Una donna da ricordare: "ricordatevi della moglie di Lot"

"Ricordatevi della moglie di Lot". Luca 17:32

 

 

a.     Non dimenticate mai che quella Bibbia che insegna che Dio, nella sua misericordia e compassione, ha mandato Cristo a morire per i peccatori, insegna altresì che Egli odia il peccato e che deve, per la sua stessa natura, punire tutti quelli che commettono il peccato o si rifiutano di accettare la salvezza che ha provveduto. Lo stesso capitolo nel quale è scritto che "Dio ha tanto amato il mondo", dichiara anche che "l'ira di Dio rimane su di lui" (Giovanni 3:16, 36). Lo stesso Vangelo che inizia con la beata buona novella che "chi avrà creduto e sarà stato battezzato sarà salvato", afferma nello stesso tempo che "chi non avrà creduto sarà condannato" (Mar. 16:16).

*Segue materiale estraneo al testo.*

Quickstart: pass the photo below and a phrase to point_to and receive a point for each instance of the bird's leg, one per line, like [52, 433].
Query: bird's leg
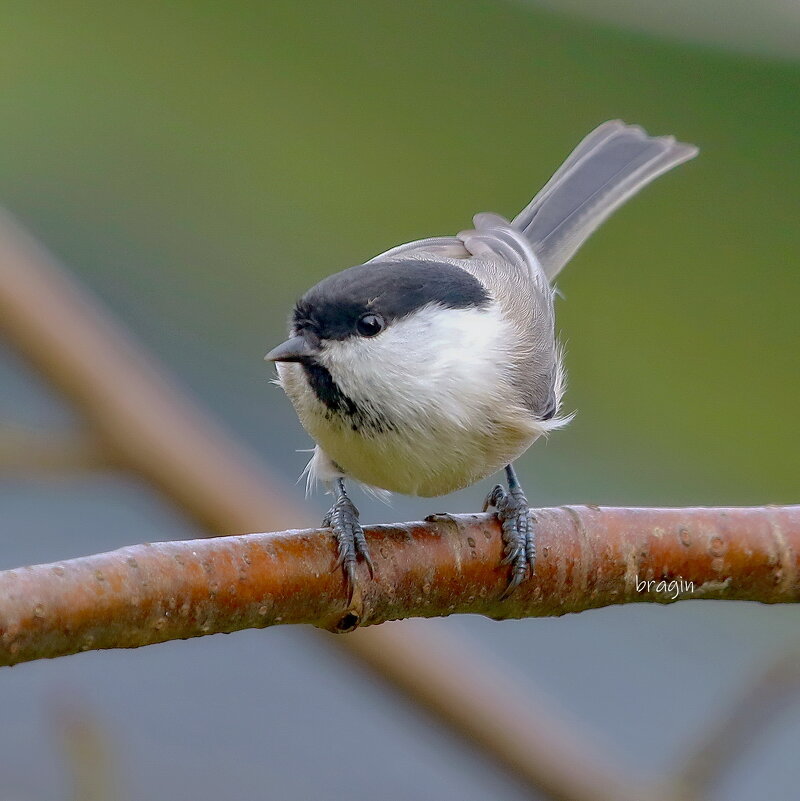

b.    Non dimenticate mai che Dio ci ha dato ampie prove nella Bibbia che punirà l'uomo dal cuore indurito e incredulo e che si può vendicare dei suoi nemici, così come mostra misericordia verso il penitente. Il diluvio abbattutosi sul mondo antico, la distruzione di Sodoma e Gomorra, la totale disfatta di Faraone e del suo esercito annegati nel mar Rosso, il giudizio inflitto su Core, Datan e Abiram, la completa eliminazione di sette nazioni abitanti il paese di Canaan, sono tutti episodi che ci mostrano la stessa spaventosa verità. Ci vengono dati tutti come segnali di avvertimento, affinché non provochiamo Dio. Hanno tutti l'intenzione di sollevare la cortina che sovrasta le cose a venire, ricordandoci che esiste una realtà chiamata ira di Dio. Ci dicono inoltre tutti chiaramente che "gli empi se ne andranno al soggiorno di morti" (Sal. 9:17).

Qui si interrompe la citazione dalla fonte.